Category Archives: Architecture

Home Data Backup & Redundancy Practices

My desire to draft this post was inspired by a recent pic from X, former Twitter.

Storage Pool 2 (Damaged)

My career is over.

I set up RAID 10 for four HHD disks, but two of them became faulty within two hours. They have persisted my code for the past seven or eight years.

Tomorrow, I am going to try some enterprise-level data recovery services. When I saw DAMAGED, my heart stopped.

I bought two WD disks and two Seagate disks from different batches on purpose, but they still crashed simultaneously.

I am using this chance to note down my practices of home data backup and redundancy against what I balance with privacy.

Let me start with this pic above. As a long-term user of NAS, I also encountered a situation where two disks were faulty nearly at the same time. At that moment, I just started to use NAS, so my dependency on NAS was pretty weak. Once I found one of the disks got down, I directly shut NAS down and ordered a new disk. Less than half an hour after I replaced the faulty disk with the newly procured one, another disk got down as well. So, if I had not shut the NAS down previously, I would have faced data loss.

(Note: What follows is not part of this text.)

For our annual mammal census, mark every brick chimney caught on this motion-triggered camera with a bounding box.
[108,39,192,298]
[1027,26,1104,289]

As my dependency on the NAS got stronger, I found that it was tough for me to shut the NAS down when there was a faulty disk. Not to mention that the delivery in Singapore is much slower than in China, and waiting for one week for a new disk is not rare, so I was thinking of how to reduce the concurrence of two faulty disks without shutting the NAS down.

When one disk gets down, besides shutting the NAS down, lowering the disk IO, etc, reducing the concurrence of the failure of the second disk is not an easy thing. So, from my perspective, it is more realistic to reduce the failure duration of the first disk by setting up a standby disk.

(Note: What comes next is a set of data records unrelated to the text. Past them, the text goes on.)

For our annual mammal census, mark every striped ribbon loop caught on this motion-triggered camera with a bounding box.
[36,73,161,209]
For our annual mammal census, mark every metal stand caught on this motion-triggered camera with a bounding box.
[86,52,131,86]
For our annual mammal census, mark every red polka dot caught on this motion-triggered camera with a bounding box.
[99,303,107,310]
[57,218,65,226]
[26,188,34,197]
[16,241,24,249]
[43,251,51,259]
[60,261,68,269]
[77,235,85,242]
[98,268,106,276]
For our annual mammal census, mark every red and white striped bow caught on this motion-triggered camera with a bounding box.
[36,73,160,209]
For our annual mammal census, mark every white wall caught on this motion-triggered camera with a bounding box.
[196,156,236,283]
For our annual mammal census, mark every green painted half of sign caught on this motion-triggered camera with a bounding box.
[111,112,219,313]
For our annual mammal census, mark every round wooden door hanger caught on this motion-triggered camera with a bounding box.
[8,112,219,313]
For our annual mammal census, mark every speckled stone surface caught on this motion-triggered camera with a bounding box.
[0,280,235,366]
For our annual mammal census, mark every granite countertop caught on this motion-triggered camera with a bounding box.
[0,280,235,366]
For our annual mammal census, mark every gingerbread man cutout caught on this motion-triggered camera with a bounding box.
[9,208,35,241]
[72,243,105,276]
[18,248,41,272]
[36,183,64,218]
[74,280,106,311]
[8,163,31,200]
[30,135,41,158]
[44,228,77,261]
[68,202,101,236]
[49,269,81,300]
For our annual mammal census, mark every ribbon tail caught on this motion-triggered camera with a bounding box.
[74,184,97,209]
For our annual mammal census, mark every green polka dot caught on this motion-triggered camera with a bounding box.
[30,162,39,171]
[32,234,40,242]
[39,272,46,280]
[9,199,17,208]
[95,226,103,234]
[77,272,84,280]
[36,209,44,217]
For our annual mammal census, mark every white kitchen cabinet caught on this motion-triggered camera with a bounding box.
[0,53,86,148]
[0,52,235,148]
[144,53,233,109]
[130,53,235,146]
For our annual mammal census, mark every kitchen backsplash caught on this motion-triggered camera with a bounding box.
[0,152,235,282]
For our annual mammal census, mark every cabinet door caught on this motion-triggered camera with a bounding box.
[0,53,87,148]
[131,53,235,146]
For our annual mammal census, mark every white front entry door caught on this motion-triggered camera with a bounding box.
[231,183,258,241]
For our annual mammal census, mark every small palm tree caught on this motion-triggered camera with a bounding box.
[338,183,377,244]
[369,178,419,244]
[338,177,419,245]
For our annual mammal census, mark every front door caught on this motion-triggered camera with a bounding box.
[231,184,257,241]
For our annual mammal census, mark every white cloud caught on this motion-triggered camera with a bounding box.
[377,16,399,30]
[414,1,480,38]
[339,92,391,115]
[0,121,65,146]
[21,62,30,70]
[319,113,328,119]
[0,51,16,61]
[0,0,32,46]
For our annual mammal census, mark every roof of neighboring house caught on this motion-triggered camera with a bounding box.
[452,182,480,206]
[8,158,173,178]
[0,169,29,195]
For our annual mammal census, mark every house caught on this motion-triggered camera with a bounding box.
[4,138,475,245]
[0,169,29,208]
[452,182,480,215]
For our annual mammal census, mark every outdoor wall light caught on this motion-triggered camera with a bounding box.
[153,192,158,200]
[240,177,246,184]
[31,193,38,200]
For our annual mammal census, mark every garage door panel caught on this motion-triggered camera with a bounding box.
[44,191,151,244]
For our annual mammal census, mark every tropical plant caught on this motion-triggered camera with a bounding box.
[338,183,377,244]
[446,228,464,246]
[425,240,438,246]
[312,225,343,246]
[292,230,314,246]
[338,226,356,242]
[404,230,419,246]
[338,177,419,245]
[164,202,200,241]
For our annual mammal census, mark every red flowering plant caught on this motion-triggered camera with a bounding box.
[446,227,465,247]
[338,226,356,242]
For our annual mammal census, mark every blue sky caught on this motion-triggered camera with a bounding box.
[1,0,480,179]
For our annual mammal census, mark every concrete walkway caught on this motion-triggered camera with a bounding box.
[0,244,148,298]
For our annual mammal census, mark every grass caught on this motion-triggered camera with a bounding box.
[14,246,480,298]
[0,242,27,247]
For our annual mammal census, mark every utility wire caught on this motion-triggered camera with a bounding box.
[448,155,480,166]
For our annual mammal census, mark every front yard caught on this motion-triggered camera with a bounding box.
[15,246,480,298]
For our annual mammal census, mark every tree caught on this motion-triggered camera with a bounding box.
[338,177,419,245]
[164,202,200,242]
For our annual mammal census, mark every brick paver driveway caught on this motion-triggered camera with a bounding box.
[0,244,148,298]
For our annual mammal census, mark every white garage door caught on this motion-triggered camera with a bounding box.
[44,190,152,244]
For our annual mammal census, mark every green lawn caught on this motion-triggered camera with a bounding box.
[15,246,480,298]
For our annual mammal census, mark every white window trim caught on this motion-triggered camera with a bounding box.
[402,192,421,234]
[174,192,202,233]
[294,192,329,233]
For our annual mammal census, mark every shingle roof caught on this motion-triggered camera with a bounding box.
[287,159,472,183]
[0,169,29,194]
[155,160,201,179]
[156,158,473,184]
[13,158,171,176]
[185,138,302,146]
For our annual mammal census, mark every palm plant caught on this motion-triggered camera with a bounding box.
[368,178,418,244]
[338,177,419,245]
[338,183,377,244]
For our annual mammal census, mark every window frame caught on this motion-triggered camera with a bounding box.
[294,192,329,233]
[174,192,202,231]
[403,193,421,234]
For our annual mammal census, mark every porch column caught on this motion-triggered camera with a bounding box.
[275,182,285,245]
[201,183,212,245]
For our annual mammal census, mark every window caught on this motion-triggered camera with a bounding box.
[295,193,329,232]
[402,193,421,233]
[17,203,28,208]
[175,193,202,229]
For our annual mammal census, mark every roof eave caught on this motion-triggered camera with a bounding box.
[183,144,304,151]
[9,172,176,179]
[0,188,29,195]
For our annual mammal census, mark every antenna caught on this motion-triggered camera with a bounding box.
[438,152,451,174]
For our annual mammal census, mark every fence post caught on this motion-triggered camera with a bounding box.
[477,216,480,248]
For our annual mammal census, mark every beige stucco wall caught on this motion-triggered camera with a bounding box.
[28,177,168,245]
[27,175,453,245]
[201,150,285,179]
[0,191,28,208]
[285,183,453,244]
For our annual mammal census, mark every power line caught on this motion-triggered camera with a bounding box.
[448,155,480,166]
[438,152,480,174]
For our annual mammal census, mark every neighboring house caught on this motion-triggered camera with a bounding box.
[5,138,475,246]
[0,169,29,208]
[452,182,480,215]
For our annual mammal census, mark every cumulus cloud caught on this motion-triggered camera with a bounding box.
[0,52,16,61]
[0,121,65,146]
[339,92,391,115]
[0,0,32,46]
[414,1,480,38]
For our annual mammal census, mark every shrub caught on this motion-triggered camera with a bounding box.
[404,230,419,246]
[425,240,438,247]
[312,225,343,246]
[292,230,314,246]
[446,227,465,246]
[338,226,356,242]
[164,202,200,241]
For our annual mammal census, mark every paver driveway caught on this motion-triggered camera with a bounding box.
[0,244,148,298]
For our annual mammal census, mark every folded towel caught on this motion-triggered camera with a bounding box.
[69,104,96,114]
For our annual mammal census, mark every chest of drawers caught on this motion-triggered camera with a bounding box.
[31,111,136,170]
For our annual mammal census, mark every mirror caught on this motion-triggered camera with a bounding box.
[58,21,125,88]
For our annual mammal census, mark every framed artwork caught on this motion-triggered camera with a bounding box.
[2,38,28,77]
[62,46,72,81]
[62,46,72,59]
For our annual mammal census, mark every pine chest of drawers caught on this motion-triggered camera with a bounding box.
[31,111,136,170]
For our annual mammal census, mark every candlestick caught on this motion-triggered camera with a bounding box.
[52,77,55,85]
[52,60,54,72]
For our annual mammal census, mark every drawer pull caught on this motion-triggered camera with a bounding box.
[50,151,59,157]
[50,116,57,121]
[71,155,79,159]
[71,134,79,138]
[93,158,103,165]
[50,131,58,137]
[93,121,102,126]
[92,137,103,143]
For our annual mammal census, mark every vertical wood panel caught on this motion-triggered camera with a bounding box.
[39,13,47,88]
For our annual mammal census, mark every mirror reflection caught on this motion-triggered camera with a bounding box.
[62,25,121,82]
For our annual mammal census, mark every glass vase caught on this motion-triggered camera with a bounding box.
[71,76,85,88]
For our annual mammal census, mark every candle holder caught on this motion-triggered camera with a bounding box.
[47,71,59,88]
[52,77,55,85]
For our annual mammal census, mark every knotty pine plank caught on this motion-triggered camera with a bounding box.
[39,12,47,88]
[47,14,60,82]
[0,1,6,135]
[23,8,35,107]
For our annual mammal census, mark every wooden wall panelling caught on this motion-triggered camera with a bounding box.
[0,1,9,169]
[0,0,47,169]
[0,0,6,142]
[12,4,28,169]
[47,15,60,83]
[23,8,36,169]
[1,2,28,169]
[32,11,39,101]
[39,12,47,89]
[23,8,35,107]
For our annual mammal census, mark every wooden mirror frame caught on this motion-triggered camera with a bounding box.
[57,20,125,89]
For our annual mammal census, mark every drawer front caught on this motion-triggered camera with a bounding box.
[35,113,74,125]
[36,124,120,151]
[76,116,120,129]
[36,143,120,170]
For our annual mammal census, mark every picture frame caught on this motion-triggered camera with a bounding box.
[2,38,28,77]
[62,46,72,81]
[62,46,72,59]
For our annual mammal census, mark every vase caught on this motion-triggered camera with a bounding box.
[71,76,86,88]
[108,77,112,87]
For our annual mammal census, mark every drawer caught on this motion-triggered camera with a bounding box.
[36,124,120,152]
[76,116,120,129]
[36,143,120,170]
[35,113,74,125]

How to Reduce the Risk of Double Faulty Disks for NAS: Standby Disk

The NAS I always use is 4-bay, but I only use three of the four disks to create a storage pool with Synology Hybrid RAID (SHR) enabled. The fourth disk is a standby disk instead of part of the storage pool.

  1. When a faulty disk is found in the storage pool, I will immediately replace it with the standby disk and remove it from the NAS.
  2. I will order a new disk. After I receive it, I will install it in the NAS as a standby disk. This will maximize the reduction of the failure duration of the first disk.
  3. But if another disk fails when the newly procured disk is on the way, I will still shut the NAS down as well.
//www.plantuml.com/plantuml/png/XPAnRi8m48PtFyNLKnaoaD2jYXWgf2uKbR5qCFWAKHrRSfoYgEgxrnIHvCAbC5d_7VQNxsvU1UL3NHfn5mvO8gXZbJYlx1w5C6gB1kJI-L8PASI7Lx53haDis2Eid3CmbV0j07RAQv1FHVKP4q63T1XaKlm8qGjciB7tww2itZOJsJwSd7zvbxnOX8MgJMZWz4T9RfcURbcemg3Us5SitHVgoHWsHEuX9ro1NYKpYEmKa18kyMWQM7ctgptgFqfujj6oYLYKzs7mrJmd2ygGCgXdLd4P83mcRuT2QxJlITuRrkN4rTEsdhBrhArdR9rEbcN9oQ2xCsbX9Z-CcFV7T-A_Aki1EX70cu1E1OouuAcf2Qg2SN5xnsuqK3P-5xcKzz8NCsQchsRCJUoPezLrQNu1
Reduce the failure duration of the first disk by using standby disk

If something happens often enough, it will be inevitable regardless of its low probability.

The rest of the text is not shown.